NEW YORK (Reuters) – The recent trading frenzy around GameStop Corp and other so-called “meme” stocks highlights shortcomings and challenges in US markets as retail investors become a bigger presence, exchange leaders said. Tuesday.
“The regulatory structure of US stock markets, in my view, is flawed,” said Jeff Sprecher, chief executive officer of Intercontinental Exchange Inc, owner of the New York Stock Exchange, in a panel at the Future Industry Association’s FIA Boca virtual conference. .
Regulators have focused on competition between market intermediaries, such as brokers and exchanges, rather than between buyers and sellers trying to get the best prices, and the GameStop event exposed problems with that structure, he said.

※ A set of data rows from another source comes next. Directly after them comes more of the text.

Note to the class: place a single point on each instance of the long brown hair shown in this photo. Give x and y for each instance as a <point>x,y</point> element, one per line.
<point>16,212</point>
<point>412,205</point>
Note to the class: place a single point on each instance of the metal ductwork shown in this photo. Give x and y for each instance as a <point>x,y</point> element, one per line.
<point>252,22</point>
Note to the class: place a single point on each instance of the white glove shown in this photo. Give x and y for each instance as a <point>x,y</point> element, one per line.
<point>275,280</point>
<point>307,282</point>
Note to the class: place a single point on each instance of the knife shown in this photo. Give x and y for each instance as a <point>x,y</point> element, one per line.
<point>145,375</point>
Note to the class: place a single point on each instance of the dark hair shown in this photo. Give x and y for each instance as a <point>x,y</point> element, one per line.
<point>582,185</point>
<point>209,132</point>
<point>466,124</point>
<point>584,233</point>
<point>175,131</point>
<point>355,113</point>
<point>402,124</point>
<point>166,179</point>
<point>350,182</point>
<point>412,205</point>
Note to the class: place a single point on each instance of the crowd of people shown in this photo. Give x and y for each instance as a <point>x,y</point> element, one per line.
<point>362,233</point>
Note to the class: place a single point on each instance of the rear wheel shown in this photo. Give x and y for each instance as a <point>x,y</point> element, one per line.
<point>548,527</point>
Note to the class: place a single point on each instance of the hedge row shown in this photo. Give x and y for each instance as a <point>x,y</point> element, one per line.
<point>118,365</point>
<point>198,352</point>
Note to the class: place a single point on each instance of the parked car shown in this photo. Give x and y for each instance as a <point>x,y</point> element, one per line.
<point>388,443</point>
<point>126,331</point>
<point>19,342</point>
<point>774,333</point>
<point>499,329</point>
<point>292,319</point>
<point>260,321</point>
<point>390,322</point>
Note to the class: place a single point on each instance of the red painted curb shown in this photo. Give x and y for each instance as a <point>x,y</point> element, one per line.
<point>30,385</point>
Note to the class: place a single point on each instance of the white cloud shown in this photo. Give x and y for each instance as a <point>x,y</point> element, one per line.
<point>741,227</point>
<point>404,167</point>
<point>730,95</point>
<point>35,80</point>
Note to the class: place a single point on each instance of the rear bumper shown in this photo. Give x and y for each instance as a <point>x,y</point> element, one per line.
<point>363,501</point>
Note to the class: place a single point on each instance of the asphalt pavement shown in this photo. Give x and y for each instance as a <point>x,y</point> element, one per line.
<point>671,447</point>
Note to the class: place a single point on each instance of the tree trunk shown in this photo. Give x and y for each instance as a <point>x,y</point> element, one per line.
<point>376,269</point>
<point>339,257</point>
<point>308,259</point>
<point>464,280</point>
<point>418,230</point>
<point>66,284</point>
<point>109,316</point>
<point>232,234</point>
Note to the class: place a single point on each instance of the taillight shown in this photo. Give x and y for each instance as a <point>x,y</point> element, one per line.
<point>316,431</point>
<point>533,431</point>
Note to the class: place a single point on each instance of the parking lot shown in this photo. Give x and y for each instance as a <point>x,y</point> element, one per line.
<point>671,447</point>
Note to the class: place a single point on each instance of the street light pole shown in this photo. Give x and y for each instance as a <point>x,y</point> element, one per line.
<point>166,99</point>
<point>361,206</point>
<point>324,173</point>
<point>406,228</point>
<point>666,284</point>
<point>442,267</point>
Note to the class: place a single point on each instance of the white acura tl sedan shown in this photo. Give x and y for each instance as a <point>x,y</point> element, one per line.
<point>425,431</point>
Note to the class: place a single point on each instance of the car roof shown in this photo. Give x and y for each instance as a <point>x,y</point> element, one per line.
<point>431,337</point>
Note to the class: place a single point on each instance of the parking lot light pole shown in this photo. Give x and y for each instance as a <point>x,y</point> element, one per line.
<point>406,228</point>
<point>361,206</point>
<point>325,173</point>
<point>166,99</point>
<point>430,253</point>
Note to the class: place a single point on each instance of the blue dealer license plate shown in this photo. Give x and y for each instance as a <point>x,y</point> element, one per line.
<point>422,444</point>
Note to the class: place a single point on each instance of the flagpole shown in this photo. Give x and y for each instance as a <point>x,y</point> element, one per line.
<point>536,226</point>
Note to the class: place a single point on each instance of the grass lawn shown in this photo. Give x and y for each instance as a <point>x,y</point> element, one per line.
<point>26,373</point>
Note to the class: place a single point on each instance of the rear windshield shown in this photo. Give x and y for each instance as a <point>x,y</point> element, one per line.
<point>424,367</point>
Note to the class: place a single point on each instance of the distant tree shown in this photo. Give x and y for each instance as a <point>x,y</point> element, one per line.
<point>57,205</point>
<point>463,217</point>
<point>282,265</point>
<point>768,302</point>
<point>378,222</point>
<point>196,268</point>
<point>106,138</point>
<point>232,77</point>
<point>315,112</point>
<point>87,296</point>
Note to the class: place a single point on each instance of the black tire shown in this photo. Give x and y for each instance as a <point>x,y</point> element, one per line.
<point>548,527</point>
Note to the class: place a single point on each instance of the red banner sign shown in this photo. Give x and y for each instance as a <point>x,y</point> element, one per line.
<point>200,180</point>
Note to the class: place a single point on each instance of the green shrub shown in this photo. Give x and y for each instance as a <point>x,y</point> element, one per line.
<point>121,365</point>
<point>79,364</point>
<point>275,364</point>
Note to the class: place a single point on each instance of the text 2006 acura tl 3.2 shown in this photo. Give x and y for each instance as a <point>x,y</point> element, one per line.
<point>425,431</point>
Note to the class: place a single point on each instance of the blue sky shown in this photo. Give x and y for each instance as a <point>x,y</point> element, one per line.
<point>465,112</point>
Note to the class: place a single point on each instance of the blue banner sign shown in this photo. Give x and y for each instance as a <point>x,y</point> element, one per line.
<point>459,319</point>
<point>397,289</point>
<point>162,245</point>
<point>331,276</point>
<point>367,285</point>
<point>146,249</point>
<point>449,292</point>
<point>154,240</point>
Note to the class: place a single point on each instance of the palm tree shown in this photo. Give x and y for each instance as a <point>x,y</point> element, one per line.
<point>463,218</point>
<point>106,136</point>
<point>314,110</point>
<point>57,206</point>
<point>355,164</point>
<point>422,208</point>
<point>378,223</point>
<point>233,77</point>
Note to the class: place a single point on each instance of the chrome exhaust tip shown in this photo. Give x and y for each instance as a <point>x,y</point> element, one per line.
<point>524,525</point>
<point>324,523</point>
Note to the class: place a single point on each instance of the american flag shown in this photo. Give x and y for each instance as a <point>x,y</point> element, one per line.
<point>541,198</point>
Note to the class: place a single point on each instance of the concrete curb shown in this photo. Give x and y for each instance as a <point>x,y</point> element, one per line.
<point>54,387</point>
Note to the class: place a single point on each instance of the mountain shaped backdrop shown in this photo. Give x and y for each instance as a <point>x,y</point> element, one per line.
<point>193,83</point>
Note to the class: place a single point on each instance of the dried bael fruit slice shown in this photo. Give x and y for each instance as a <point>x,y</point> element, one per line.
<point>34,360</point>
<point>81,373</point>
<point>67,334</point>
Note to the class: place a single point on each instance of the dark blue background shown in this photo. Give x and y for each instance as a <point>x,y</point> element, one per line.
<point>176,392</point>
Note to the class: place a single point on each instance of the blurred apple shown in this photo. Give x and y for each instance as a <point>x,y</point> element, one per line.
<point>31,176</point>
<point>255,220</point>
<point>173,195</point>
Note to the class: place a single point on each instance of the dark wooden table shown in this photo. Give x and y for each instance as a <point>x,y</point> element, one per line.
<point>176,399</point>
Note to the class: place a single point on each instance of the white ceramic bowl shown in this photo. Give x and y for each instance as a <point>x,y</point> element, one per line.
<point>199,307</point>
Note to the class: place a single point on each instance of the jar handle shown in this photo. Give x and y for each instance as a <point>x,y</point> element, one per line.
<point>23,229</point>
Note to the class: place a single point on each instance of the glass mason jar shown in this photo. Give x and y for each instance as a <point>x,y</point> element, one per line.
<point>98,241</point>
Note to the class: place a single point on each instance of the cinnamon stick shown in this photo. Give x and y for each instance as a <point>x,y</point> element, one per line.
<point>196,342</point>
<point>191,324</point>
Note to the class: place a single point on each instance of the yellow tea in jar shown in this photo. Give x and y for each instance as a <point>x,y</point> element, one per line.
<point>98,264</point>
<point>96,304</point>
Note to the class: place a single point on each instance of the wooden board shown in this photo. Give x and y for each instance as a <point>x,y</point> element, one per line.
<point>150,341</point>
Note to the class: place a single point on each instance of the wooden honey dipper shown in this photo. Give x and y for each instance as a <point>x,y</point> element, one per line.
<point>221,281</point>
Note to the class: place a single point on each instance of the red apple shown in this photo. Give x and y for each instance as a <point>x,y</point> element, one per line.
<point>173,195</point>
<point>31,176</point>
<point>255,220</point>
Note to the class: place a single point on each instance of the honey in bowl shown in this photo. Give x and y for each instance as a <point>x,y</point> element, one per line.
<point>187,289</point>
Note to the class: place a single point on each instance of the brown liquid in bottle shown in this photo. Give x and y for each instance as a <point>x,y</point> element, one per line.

In January, retail investors coordinated through social media forums in an effort to punish hedge funds by buying shares of GameStop and other names heavily short, raising their prices and forcing short sellers to close positions in case. of great losses.
At the height of the trading craze, several retail brokers restricted the purchase of GameStop after the collateral requirements needed to cancel trades increased, angering many traders.
The saga sparked Congressional hearings, regulatory investigations, and put short selling under scrutiny.
“I hope that in the future the regulators will nullify some of the punitive rules and allow the market itself to take care of the intermediate structure,” Sprecher said.
The challenge now is to determine what constitutes unacceptable trading behavior as retail traders coordinate online, said Loh Boon Chye, CEO of Singapore Exchange.
Market manipulation, when it comes to online retail investor business, has not been defined, which is “worrying,” said Terry Duffy, CEO of CME Group.
He pointed to the legalization of gambling and marijuana in most US states as examples of regulators taking a more straightforward approach.
“People want to be responsible for their own destiny,” he said.